Looks like 10 Uber Black drivers in Denver are about to be terminated. Black cars for sale.

Ouch. Man, they don't dink around there in Denver with the fines. $13,000 per incident?!


----------



## John Harris (Feb 11, 2015)

@DenverDiane

I agree that would be a bad situation. But, assuming I'm the passenger in your example, it's my choice to take the ride or not take the ride after performing whatever calculus I consider necessary to the decision. I would rather take my chances while using my own judgment about what is best for me. It's a fundamental philosophical difference.


----------



## scrurbscrud (Sep 11, 2014)

John Harris said:


> @DenverDiane
> 
> I agree that would be a bad situation. But, assuming I'm the passenger in your example, it's my choice to take the ride or not take the ride after performing whatever calculus I consider necessary to the decision. I would rather take my chances while using my own judgment about what is best for me. It's a fundamental philosophical difference.

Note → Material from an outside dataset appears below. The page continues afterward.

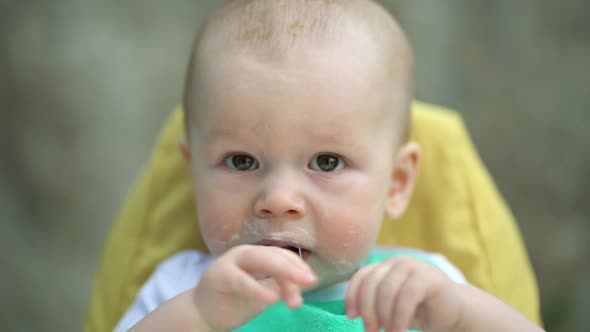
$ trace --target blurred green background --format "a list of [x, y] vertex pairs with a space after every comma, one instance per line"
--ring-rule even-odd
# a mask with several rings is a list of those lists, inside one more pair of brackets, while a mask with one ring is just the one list
[[[0, 321], [81, 330], [118, 206], [221, 1], [0, 2]], [[512, 207], [548, 330], [590, 326], [590, 2], [384, 1], [417, 96], [464, 116]]]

It's only an illegal choice if there are laws against it. And there are in most places.


----------



## chi1cabby (May 28, 2014)

John Harris said:


> it's my choice to take the ride or not take the ride after performing whatever calculus I consider is necess


You can tell that to the judge or the jury when you are the Driver in that scenario. A pax with thousands in unpaid medical bills is unlikely to go with the "mental calculus" he/she made beforehand.


----------



## John Harris (Feb 11, 2015)

@chi1cabby

I am certainly aware there ARE rules, I just don't generally factor them into my decision making process, and often I don't even know what they are. For example, the "regs" the TN C'S operate under....I don't have a clue what they are. I don't care. If a decent looking stranger asks me for a ride somewhere and offers to pay me for it, I might take them, I might not, but I surely don't care what any government employee, regulator, or agency might think about it. The fact that they could potentially steal my car and extort thousands of dollars from me by threat of force is tragic. I know the risk and I'm willing to take it.


----------



## scrurbscrud (Sep 11, 2014)

John Harris said:


> @chi1cabby
> 
> I am certainly aware there ARE rules, I just don't generally factor them into my decision making process, and often I don't even know what they are. For example, the "regs" the TN C'S operate under....I don't have a clue what they are. I don't care. If a decent looking stranger asks me for a ride somewhere and offers to pay me for it, I might take them, I might not, but I surely don't care what any government employee, regulator, or agency might think about it. The fact that they could potentially steal my car and extort thousands of dollars from me by threat of force is tragic. I know the risk and I'm willing to take it.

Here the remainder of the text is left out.